"Kalbinden başka gidecek yerim yok. Beni evsiz bırakma."
Özdemir AsafÖmer'den...
Nasıl olduğunu anlamadığım bir şekilde kıyıdan uzaklaşmaya başlayan gemiye bakakaldım bir süre. ''SÜSEN! KORKMA SAKIN! GELİYORUM YANINA.'' diye Süsen'e seslenirken, yanımda duran denizcilerin birinden teknesini hazırlamasını istemiştim. Korkuyor muydum? Elbette korkuyordum. Onu bir daha kaybetmeyi, hem de sonsuza kadar kaybetmeyi kaldıramazdım.
Geminin nasıl olur da kıyıdan uzaklaştığına anlam veremiyordum. Bir insan geminin bağlı olduğu halatı açmadığı sürece, geminin hareket etmeyeceğini biliyordum sadece. İşte beni de korkutan buydu. Halatı başka birinin açmış olma ihtimaliydi içimde büyüyen endişenin sebebi. Daha önceki zamanlarda marinaya çok sık geldiğim için, gemicilerin çoğunu tanıyordum. İçlerinden en güvendiğim kişi olan Oğuz teknesine binerken bana seslendi. ''Abi, atla hadi. Takip edelim!'' Dediğini ikiletmeden bindim tekneye. Oğuz gemiyi çalıştırıp kontrolü sağlarken elim telefonuma gitti. Bir yandan gözümle Süsen'in olduğu gemiyi takip ediyordum. Aramızda bayağı mesafe olduğu için onu net bir şekilde göremiyordum.

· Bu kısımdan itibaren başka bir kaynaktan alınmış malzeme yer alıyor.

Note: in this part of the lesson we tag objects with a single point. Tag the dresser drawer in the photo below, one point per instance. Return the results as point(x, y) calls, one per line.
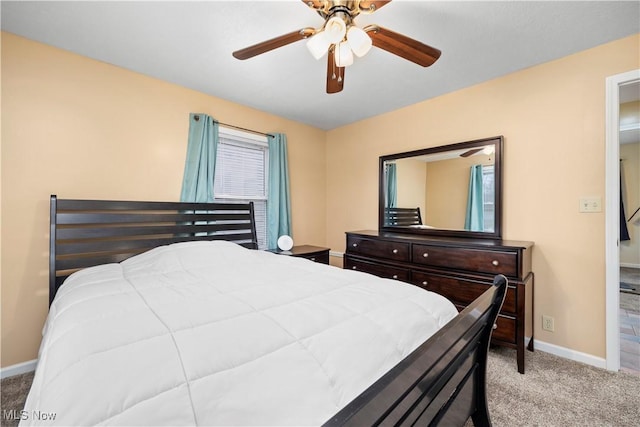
point(378, 248)
point(483, 261)
point(379, 270)
point(459, 290)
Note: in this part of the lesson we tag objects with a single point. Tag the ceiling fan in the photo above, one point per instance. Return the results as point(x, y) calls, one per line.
point(341, 39)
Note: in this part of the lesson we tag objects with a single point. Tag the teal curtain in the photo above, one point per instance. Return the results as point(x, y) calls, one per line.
point(278, 202)
point(392, 186)
point(200, 166)
point(474, 220)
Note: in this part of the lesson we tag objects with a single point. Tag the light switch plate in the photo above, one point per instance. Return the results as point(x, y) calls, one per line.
point(590, 204)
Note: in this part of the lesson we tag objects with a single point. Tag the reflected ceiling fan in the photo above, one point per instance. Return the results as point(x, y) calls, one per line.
point(340, 38)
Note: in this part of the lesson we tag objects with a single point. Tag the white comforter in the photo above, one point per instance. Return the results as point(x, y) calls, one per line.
point(211, 333)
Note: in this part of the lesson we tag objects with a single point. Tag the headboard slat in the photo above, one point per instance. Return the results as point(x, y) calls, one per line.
point(85, 233)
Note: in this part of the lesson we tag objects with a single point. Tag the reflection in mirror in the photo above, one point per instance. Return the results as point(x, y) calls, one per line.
point(444, 189)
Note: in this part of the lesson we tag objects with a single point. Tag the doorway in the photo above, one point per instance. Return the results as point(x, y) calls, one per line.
point(614, 86)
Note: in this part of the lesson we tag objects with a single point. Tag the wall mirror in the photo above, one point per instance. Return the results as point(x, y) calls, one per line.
point(451, 190)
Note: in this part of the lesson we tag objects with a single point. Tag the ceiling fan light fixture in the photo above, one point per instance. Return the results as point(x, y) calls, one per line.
point(318, 45)
point(359, 41)
point(335, 29)
point(344, 57)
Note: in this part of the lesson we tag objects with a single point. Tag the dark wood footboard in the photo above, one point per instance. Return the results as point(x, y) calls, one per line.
point(442, 382)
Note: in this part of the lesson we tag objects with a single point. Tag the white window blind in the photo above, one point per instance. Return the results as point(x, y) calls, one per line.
point(241, 174)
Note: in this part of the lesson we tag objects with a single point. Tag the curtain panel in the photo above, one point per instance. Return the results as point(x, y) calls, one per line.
point(278, 201)
point(474, 219)
point(200, 165)
point(392, 186)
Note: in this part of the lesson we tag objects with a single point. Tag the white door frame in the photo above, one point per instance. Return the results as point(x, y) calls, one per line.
point(612, 213)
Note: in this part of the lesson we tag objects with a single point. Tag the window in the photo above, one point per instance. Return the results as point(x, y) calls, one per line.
point(241, 174)
point(488, 193)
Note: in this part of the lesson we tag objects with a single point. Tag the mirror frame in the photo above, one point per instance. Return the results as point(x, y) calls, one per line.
point(498, 155)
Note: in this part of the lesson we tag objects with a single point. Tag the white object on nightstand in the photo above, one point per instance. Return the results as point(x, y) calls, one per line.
point(285, 242)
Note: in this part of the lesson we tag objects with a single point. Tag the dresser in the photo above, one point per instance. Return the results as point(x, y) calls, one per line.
point(460, 269)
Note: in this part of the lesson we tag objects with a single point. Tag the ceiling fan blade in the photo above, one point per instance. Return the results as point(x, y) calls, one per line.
point(372, 6)
point(403, 46)
point(335, 74)
point(266, 46)
point(471, 152)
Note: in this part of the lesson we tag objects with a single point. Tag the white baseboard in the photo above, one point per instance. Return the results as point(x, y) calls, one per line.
point(624, 264)
point(18, 369)
point(567, 353)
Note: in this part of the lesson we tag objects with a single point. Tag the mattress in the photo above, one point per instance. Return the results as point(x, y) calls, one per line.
point(211, 333)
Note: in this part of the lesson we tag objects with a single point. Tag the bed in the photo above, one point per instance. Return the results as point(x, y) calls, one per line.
point(166, 314)
point(404, 217)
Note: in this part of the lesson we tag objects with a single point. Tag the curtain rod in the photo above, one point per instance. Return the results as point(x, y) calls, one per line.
point(239, 128)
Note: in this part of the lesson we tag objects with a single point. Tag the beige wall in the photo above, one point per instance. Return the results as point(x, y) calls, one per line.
point(79, 128)
point(415, 172)
point(448, 191)
point(553, 119)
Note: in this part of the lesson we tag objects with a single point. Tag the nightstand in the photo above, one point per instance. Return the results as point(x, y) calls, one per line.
point(314, 253)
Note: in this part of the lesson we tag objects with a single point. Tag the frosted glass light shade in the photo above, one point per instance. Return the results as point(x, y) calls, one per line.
point(359, 41)
point(318, 45)
point(335, 29)
point(343, 55)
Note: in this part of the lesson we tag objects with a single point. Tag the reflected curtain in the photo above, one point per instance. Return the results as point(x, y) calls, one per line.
point(278, 201)
point(391, 198)
point(474, 219)
point(200, 165)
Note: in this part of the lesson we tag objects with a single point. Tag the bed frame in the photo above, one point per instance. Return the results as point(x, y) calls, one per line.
point(442, 382)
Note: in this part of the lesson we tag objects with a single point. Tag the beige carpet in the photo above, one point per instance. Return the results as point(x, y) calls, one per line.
point(558, 392)
point(552, 392)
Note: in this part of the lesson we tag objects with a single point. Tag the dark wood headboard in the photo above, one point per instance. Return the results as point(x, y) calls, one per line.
point(84, 233)
point(402, 216)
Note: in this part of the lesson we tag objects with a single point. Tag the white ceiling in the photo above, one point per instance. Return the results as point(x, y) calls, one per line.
point(190, 44)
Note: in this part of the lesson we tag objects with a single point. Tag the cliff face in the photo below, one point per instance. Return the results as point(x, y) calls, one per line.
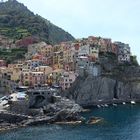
point(93, 90)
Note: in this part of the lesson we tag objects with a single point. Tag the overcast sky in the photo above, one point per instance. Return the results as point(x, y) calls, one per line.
point(116, 19)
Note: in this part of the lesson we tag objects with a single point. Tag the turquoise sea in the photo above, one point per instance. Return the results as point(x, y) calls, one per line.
point(120, 123)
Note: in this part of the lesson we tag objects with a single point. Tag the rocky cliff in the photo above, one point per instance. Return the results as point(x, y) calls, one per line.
point(124, 86)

Telefonla Süsen'i ararken bir yandan da söyleniyordum. ''Hadi güzelim, aç şu telefonu!'' Açmamıştı. Telefonu çalıyor ama açmıyordu. Bu beni daha fazla korkutmaya yetiyordu zaten. Tekrar tekrar aradım onu ama açmamaya devam ediyordu. Sinir ve endişeden kıpkırmızı olduğuma emindim. Ellerim saçlarıma giderken kendi kendime konuştum. ''Neden ya neden? Neden koruyamıyorum onu?!''
Oğuz geminin hızını arttırarak Süsen'in bulunduğu gemiye daha fazla yaklaştı. ''SÜSEN!'' diyerek adını sayıkladım beni duyması için. Gemi biraz öncekine göre daha yakındı ama hala onu göremiyor olmak endişeden deliye döndürüyordu beni.
Onu kaybetme korkusu...
Sanırım bu hayatta yaşadığım en kötü, en acı verici duyguydu. Ama hayat her zaman bir şekilde bu duyguyu tekrar tekrar hatırlatıyordu bana. Her zaman en korktuğumuz şeylerle sınanmaz mıydık zaten?
''Abi ben tekneyi, gemiye yaklaştıracağım. Demir korkuluklardan diğer gemiye ancak öyle geçebilirsin.'' Olumlu anlamda başımı sallarken Süsen'i görmeye çalışıyordum. Nereye kaybolmuştu? Nefes alışverişlerim hızlanırken, ona bir şey olacak korkusuyla kalbimde son derece hızlı atıyordu. Oğuz gemiyi Süsen'in bulunduğu geminin dibinde durdurdu. Zaman kaybetmeden teknenin korkuluklarından tutunarak Süsen'in olduğu gemiye atladım. Gözlerim her yerde onu ararken endişeyle ona seslendim. ''SÜSEN!'' Biraz önce yemek yediğimiz alana doğru ilerlemeye başladım. Ara koridoru geçtikten sonra, yemek masasının önünde gördüm onu.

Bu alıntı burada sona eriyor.